Here is what you should do in order to talk with an individual voice: imagine that you’re talking to a single person sitting across you. Don’t worry about your content being read by one person, by 10 people, or even by 10,000 people. Just focus on that one particular individual and write as if you’re talking to him or her. This will give you a conversational style and you will appear friendlier and more approachable.

Effective content expresses a clearly defined, focused view

There should be no ambiguity when you are publishing content on your website. Don’t beat around the bush. Be clear about what you intend to say. Take for instance this blog post – you may think that I’m writing something about content writing, but I’m precisely talking about creating effective content particularly for your website. I have a clear idea of what I’m writing, and I have a clear idea of what you should get after reading this blog post. This sort of clarity must be there in every webpage and every blog post you publish.

Your effective content should be devoid of “sales speak”

When you try to sell, you impose your views on people, and nobody likes that. For instance, if you want to hire me as your content writer, it should be your decision. Although on my main pages you may find me trying to highlight my strengths and hence, trying to convince you into giving your content writing work to me, you will also find 100s of articles and blog posts that plainly talk about how to create direct content for your website. You can create a super effective content marketing strategy just by going through the articles and blog posts published on this website and you may never need to hire me for your business. I’m fine with that.

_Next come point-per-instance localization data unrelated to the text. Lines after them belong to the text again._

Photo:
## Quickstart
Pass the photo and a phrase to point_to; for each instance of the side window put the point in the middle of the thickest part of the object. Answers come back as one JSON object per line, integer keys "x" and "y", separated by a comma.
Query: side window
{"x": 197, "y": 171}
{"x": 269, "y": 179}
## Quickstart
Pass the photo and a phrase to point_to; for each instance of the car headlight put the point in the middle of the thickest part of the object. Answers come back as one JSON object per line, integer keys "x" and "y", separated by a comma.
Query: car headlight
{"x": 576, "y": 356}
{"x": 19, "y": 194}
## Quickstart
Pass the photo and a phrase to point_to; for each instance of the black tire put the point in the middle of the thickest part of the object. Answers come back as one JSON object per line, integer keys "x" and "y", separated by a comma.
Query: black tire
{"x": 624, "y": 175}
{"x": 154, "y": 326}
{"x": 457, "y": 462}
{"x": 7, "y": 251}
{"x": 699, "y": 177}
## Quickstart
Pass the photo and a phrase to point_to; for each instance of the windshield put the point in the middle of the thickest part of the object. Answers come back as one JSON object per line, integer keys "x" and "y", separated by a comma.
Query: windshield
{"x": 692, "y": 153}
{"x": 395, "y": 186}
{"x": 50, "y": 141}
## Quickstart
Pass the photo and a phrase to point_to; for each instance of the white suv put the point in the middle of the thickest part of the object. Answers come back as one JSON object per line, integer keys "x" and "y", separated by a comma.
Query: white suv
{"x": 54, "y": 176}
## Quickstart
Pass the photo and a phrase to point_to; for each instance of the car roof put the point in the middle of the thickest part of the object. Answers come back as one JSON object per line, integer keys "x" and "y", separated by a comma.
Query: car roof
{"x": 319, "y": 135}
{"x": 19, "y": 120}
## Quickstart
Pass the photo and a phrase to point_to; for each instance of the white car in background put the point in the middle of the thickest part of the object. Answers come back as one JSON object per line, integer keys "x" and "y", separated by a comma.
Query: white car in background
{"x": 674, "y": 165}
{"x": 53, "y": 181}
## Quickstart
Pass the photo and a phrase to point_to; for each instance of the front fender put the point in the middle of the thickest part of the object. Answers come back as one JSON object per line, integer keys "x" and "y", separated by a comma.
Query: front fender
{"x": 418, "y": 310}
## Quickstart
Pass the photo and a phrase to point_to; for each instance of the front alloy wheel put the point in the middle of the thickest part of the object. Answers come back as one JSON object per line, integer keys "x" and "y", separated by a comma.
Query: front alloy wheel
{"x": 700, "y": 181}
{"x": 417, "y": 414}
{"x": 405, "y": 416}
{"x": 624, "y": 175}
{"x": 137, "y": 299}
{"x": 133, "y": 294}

The quality of your content must be unmatched

This may not be always possible, but whenever you are publishing content on your website, give it your best shot. When I’m writing content for my own blog or website, I write it with same seriousness and dedication as I write for someone who pays me (after all sooner or later, the content that I publish helps me get more business, so in a sense, I’m being paid for this). So quantity is good, but it shouldn’t be at the cost of quality. Publish just one blog post every week, but it should be par excellence.

As a mentioned above, effective content may have different meanings for different businesses, it has a universal characteristic and the points contained within that characteristic are the ones I have listed above. What do you think about the best content for your business? Have some interesting points that you would like me to cover? Do let me know in the comments section.